To stop pre- and post-emergence broadleaf and grassy weeds in major crops like corn, sorghum and sugar cane, the Atrazine herbicide is frequently used. The compound is both effective and inexpensive, and is well-suited to production systems with very narrow profit margins, as is often the case with corn. Atrazine is the most widely used herbicide in conservation tillage systems, which are designed to prevent soil erosion.
Atrazine herbicide is a controversial herbicide that was banned in Europe in 2004 due to its persistent groundwater contamination. This vastly used herbicide gets a lot of bad publicity from concerned people without adequate information. Levels of atrazine in U.S. waters are well within the federal lifetime drinking water standard of 3 parts-per-billion — a level containing a 1,000-fold safety buffer. It’s widely used in the United States, with 76 million pounds applied each year. The regular testing of Atrazine herbicide has seen it pass the most up-to-date safety requirements in the world.

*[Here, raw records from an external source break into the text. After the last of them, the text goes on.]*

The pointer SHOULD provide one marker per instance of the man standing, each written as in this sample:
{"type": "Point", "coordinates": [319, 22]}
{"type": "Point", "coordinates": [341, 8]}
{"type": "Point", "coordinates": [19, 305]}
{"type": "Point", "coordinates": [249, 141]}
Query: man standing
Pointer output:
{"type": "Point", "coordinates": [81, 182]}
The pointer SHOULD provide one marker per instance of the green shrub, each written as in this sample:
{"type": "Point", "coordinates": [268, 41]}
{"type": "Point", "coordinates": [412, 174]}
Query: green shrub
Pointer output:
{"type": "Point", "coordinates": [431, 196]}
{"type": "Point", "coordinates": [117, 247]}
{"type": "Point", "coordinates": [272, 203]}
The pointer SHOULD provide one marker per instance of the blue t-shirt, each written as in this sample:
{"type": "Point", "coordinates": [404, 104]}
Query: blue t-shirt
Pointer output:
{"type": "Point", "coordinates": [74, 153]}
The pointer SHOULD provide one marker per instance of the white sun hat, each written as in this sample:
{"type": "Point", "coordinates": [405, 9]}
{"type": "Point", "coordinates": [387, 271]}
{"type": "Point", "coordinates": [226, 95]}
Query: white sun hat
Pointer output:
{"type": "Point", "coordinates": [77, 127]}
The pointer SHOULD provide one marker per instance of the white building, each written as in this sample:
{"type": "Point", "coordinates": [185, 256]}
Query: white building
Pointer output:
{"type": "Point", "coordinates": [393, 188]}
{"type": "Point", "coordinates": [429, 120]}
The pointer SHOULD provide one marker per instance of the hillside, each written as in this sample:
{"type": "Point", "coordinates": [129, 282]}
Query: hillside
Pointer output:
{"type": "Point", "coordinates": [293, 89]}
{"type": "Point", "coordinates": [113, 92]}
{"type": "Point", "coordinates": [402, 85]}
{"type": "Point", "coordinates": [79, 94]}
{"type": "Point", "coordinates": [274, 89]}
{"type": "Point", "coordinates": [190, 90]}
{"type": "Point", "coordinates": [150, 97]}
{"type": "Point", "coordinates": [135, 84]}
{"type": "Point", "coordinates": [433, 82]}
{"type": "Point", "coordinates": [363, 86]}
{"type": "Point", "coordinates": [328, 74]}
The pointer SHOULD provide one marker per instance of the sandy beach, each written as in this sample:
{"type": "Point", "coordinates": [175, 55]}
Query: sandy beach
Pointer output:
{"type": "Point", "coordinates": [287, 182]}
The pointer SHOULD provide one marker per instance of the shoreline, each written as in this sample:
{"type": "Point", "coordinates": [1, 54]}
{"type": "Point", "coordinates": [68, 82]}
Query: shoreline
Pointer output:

Benefits of using Atrazine include:
~ Protecting Corn Yield
~ Improved Flexibility in Weed Control
~ Economical and Effective Weed Control
~ Less Soil Erosion Through Conservation Tillage
As stated in the U.S. EPA, Cumulative Risk Assessment for Triazine Pesticides, March 2006: “Risk assessments for cumulative exposures to triazine residues via drinking water based on currently registered uses of atrazine and simazine are not of concern.”